Requirement 6.6, added to the standard, is due to come into
force on 30 June to address concerns that web applications are
commonly used by hackers to access confidential credit card
data.
From that date, businesses taking credit card transactions over
the web will either have to run manual or automated reviews of the
web application code and security scans to ensure compliance, or
install a web application firewall to protect against hackers.
One
blog posting on how universities that take credit card payments
would cope, warned that supporting Requirement 6.6 would be
expensive. "Tech folks report that the type of application firewall
we need could be fairly pricey and that the annual
licence/maintenance fees are even worse."
Another blogger warned that the code review approach could also
be very costly. "The code review is no piece of cake.
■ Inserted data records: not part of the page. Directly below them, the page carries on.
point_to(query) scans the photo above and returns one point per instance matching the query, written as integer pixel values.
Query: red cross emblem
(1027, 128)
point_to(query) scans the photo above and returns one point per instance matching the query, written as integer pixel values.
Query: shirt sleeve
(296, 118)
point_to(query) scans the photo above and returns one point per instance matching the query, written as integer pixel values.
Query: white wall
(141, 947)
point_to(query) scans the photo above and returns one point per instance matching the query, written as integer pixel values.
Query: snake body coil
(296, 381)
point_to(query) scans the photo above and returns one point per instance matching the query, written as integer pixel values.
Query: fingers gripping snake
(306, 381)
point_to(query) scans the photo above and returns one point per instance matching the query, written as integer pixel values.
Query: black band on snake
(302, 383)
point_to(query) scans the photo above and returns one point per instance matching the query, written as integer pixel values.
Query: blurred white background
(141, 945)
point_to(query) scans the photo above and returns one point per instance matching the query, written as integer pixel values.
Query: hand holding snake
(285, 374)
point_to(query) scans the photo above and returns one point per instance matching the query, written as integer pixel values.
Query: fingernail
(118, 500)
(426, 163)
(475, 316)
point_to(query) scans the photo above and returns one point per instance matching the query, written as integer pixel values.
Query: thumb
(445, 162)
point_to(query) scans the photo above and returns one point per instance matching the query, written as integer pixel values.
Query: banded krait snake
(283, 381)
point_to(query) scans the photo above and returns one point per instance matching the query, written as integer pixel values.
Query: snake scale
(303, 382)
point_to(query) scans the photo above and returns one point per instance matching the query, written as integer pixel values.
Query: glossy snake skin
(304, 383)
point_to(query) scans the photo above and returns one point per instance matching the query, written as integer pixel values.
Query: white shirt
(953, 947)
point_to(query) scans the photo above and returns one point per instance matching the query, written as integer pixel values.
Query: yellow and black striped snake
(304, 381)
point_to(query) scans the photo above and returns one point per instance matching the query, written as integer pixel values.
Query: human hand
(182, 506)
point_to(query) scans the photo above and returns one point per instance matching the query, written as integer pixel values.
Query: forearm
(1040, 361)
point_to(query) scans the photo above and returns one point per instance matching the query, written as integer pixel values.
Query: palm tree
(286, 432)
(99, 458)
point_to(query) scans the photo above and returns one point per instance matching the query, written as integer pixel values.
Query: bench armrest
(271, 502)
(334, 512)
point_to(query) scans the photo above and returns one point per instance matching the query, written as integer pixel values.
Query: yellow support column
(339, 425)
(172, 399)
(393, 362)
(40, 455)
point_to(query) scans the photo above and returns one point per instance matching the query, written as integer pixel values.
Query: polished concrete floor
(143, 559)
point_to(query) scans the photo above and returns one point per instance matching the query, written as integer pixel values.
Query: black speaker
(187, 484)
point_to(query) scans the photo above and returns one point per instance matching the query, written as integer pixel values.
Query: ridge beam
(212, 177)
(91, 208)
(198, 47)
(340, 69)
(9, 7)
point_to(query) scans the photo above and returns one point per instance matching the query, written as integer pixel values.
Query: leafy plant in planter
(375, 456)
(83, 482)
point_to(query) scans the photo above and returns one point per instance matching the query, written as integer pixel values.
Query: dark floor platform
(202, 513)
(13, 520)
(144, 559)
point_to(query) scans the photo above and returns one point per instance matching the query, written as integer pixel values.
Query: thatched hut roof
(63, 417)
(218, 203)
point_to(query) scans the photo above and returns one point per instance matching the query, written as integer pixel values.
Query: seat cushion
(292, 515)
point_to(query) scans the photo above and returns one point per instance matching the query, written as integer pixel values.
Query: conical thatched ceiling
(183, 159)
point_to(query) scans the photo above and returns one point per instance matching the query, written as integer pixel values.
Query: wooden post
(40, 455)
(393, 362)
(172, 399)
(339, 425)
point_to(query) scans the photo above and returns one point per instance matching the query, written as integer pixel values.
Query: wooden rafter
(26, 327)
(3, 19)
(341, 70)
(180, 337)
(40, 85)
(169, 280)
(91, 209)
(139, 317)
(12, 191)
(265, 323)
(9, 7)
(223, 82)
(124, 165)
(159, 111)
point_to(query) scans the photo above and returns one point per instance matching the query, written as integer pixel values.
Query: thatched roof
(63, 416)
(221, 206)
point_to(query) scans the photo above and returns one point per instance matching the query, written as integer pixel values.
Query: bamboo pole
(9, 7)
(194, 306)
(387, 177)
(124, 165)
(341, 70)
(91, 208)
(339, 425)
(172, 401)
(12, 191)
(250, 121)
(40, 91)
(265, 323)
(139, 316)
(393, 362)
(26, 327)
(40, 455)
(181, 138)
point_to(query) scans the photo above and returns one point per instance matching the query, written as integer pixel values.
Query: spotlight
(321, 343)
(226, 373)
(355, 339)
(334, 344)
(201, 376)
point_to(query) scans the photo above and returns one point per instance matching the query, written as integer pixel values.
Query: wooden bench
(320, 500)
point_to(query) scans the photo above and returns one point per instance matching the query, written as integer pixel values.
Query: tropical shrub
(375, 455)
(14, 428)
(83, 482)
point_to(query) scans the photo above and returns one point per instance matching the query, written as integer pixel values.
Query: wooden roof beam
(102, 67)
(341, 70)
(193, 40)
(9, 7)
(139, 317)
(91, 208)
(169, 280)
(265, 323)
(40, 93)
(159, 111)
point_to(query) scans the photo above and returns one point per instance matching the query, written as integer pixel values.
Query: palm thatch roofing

The reviewer
needs to be qualified, independent of the original code
development, and should also be familiar with the application's
business purpose/need."
Tessa Kelly, director of business administration at the British
Retail Consortium, said, "PCI DSS is very US-centric. It does not
take into account the standards, like chip and Pin, we have in the
UK."
Veracode, a company that
provides an outsourced software testing service, has seen
increasing demand because of Requirement 6.6. Veracode user Delta
Air Lines has used the service to help it conform with Requirement
6.6.
Matthew Moynahan, president and CEO of Veracode, said,
"One-third of our customers are using the Veracode service for
testing compliance of their web software with Requirement 6.6."